Picasso's War

Russell Martin

Read March 2004

Russell Martin was in Madrid, looking at Picasso's Guernica, when calamity hit New York on September 11, 2001. The relationship between the two events drove Martin to write this book. The prologue, which describes this while rising above the maudlin, is the single most powerful section of this book. The rest of it is considerably less moving, but it compensates by being a thoroughly serviceable history of that painting.

Russell puts the painting in perspective with a useful recounting of the curious nature of the Basques, and of the importance of the town of Gernika (as the Basques call the town) to their identity. He then provides a brief survey of events in the Spanish Civil War, particularly of Franco's curious, almost inexplicable relationship with Hitler and Mussolini. He recounts the changing account given over the years by Franco's (one-time) rebels of the attack on Gernika, culminating rather bizarrely in their demands for the painting to return to Spain from the US. He also describes Picasso's relationship with Franco's Spain. The book includes a lengthy account of the shenanigans including the numerous entities battling for control of Picasso's estate and legacy (a problem the painter could have largely avoided by leaving a will, Martin reminds us), which paints New York's MOMA in a distinctly unsympathetic light without making heroes onf the Spaniards either—the location of the painting remains controversial even today, with many Basques believing it belongs in the Guggenheim Bilbao or elsewhere on their soil.

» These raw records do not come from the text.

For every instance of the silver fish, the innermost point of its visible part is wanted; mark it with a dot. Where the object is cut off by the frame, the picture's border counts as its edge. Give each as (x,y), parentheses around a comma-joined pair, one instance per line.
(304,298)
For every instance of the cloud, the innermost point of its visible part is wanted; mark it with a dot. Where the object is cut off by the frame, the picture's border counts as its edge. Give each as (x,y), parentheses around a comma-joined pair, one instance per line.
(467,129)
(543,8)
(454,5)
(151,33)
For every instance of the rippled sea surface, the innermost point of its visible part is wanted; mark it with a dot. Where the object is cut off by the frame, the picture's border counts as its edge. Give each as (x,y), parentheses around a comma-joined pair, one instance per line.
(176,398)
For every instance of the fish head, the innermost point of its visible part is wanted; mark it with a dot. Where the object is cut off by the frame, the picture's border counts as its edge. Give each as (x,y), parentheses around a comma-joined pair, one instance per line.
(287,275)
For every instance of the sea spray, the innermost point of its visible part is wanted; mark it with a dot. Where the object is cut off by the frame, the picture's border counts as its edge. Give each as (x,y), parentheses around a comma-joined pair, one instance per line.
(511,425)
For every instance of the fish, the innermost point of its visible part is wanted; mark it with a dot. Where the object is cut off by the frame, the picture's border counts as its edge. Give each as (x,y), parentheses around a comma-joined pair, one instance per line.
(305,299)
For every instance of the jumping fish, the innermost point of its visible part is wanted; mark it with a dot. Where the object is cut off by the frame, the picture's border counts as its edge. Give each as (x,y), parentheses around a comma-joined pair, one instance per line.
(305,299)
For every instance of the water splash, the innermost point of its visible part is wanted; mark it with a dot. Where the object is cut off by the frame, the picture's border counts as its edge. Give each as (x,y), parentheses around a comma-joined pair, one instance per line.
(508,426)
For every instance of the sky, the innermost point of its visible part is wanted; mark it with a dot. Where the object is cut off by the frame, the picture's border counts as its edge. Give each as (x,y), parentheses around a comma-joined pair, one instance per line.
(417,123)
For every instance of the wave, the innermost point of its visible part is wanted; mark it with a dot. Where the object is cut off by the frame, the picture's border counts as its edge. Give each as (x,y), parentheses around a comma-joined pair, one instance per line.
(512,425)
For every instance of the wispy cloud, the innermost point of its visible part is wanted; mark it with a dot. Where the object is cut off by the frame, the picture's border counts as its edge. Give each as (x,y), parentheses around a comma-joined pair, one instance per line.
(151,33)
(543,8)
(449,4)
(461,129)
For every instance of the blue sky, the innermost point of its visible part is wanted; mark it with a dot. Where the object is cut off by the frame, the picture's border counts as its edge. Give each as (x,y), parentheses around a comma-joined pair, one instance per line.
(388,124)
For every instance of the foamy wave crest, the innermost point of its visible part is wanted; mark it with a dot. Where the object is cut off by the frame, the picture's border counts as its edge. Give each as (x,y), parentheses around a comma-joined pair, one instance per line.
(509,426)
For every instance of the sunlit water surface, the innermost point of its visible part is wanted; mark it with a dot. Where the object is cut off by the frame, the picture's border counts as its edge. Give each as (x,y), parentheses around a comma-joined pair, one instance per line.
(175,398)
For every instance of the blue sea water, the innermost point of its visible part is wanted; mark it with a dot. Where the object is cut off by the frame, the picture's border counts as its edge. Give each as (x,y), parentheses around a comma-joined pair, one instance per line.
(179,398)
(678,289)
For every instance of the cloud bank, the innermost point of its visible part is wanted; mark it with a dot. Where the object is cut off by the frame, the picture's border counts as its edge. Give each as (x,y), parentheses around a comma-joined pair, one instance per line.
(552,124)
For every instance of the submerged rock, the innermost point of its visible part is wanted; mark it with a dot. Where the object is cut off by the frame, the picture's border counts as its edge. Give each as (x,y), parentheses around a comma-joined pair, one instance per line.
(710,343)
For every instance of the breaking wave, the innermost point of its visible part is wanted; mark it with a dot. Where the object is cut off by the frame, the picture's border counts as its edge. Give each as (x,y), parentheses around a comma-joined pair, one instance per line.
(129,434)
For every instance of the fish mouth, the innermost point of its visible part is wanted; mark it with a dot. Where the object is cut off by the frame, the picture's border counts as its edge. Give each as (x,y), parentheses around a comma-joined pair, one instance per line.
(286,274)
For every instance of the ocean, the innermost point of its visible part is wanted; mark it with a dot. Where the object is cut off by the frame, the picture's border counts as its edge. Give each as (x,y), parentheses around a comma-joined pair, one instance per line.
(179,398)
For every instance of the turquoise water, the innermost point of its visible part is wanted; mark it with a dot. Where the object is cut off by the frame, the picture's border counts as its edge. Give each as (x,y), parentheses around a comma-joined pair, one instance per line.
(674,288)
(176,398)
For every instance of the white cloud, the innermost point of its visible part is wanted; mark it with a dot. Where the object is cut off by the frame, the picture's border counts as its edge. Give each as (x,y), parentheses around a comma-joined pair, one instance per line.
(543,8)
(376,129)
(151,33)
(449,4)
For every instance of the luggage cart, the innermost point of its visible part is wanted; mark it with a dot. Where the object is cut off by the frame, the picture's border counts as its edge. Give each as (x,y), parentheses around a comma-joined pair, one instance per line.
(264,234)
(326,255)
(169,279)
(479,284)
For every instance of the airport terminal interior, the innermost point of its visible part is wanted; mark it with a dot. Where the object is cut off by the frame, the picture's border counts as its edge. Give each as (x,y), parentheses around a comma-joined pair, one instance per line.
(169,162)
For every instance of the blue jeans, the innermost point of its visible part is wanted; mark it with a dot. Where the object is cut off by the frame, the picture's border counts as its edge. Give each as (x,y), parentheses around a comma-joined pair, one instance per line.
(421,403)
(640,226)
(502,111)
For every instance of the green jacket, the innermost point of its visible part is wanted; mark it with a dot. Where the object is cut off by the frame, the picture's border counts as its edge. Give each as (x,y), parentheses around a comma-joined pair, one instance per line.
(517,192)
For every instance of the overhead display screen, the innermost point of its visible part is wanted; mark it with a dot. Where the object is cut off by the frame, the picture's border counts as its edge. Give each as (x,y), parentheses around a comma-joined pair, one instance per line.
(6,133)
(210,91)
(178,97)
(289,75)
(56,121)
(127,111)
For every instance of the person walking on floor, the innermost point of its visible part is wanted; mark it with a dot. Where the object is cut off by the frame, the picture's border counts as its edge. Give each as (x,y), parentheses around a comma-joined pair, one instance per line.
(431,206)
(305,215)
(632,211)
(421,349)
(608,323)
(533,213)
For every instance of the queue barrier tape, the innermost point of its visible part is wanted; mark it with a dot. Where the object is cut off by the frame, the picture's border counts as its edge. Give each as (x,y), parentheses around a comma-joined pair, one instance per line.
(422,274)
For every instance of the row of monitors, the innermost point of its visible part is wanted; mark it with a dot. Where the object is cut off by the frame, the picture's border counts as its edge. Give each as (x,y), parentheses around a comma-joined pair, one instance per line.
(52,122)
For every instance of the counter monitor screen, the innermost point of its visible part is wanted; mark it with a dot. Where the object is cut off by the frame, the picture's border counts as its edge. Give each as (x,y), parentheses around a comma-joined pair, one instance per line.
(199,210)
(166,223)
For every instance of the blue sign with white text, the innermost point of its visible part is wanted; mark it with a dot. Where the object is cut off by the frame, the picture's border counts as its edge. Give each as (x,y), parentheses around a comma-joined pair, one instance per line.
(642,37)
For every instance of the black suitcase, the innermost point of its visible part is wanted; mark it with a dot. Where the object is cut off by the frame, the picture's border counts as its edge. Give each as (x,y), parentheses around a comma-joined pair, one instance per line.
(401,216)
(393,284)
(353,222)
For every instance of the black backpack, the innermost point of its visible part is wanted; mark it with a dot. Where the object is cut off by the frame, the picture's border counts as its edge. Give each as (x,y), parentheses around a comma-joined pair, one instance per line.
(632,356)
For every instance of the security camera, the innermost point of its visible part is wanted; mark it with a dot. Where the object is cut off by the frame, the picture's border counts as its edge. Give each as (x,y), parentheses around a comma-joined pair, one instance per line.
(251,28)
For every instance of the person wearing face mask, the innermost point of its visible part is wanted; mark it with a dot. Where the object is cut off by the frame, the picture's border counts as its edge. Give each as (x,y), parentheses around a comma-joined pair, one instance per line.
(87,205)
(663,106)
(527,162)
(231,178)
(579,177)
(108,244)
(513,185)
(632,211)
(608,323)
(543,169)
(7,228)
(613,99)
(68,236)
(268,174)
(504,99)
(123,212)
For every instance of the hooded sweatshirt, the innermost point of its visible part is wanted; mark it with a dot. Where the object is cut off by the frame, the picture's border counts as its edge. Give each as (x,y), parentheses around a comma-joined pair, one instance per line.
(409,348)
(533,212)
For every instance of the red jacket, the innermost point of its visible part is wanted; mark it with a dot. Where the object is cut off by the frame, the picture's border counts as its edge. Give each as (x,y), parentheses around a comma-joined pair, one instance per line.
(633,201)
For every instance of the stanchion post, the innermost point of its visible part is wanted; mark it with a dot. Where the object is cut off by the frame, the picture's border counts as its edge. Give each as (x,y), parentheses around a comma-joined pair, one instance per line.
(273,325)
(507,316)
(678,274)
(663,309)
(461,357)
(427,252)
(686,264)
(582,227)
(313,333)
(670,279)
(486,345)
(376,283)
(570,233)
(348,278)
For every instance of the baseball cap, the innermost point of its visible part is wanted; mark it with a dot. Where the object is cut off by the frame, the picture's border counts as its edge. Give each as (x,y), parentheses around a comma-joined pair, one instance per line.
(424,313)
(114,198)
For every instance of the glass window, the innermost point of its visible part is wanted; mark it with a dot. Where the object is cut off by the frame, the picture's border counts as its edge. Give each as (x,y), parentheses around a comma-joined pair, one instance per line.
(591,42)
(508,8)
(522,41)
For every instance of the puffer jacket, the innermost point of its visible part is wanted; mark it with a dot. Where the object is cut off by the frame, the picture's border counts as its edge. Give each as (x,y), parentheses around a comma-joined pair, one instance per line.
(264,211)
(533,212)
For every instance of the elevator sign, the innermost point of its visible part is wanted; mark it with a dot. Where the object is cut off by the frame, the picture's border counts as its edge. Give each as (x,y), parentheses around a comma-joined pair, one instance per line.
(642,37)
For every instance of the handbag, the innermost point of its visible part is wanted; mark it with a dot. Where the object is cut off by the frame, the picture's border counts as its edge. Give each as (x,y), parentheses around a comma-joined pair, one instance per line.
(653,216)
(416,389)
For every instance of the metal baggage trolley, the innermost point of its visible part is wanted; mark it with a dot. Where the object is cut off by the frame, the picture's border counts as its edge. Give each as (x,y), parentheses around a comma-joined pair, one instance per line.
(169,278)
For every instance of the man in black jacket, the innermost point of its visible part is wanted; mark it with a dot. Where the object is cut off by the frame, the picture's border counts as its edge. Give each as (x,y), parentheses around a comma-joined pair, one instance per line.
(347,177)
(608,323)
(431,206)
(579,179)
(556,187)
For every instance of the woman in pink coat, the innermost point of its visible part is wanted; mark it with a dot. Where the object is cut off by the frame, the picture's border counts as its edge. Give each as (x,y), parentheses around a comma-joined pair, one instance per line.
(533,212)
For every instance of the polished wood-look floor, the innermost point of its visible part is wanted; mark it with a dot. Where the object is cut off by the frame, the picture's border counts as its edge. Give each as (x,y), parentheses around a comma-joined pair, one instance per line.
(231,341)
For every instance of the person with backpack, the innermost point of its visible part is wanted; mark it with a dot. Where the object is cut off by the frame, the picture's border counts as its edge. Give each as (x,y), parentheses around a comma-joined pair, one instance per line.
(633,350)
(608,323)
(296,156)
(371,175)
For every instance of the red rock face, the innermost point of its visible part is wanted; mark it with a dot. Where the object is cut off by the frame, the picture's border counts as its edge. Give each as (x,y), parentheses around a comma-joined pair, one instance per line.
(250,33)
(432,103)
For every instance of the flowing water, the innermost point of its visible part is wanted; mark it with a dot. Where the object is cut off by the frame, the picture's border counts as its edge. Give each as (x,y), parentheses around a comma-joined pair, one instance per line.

A lot of this is fairly routine history, and is probably better read in other sources. Martin is strongest at describing the development of the painting itself, presenting its evolution from a series about an artist in a studio to a remarkable evocation of the horrors of war. It's a pity Martin doesn't (can't?) reproduce the photographic sources he describes, since words can't really do justice to such richly visual material. Martin's description of the Spanish corrida (bullfighting) tradition—which influenced Picasso considerably—truly illuminates the work, revealing many details of the work that otherwise appear entirely abstract to the lay viewer.

In addition to the somewhat ordinary writing, the book has several unfortunate flaws. There are punctuation and writing flaws, as well as some flatly inconsistent dates (so goodness knows how many are merely wrong) that copy-editing should have caught. The lack of a name or place index and chronology make this a frustrating book to read in more than one setting, and a map wouldn't have hurt none, either. Abstraction is not Martin's strongest suit, and some remarks like “arts flourish only in open societies” (p. 19) leave you wondering about his grasp of art history.

Curiously, it appears the phrase “weapons of mass destruction”, at least now so inextricably linked to America's controversial involvement in Iraq, was coined to describe the atrocity of Gernika. This must be a rich source of irony for Martin, but he appears to be unaware of it (or at least doesn't comment on it).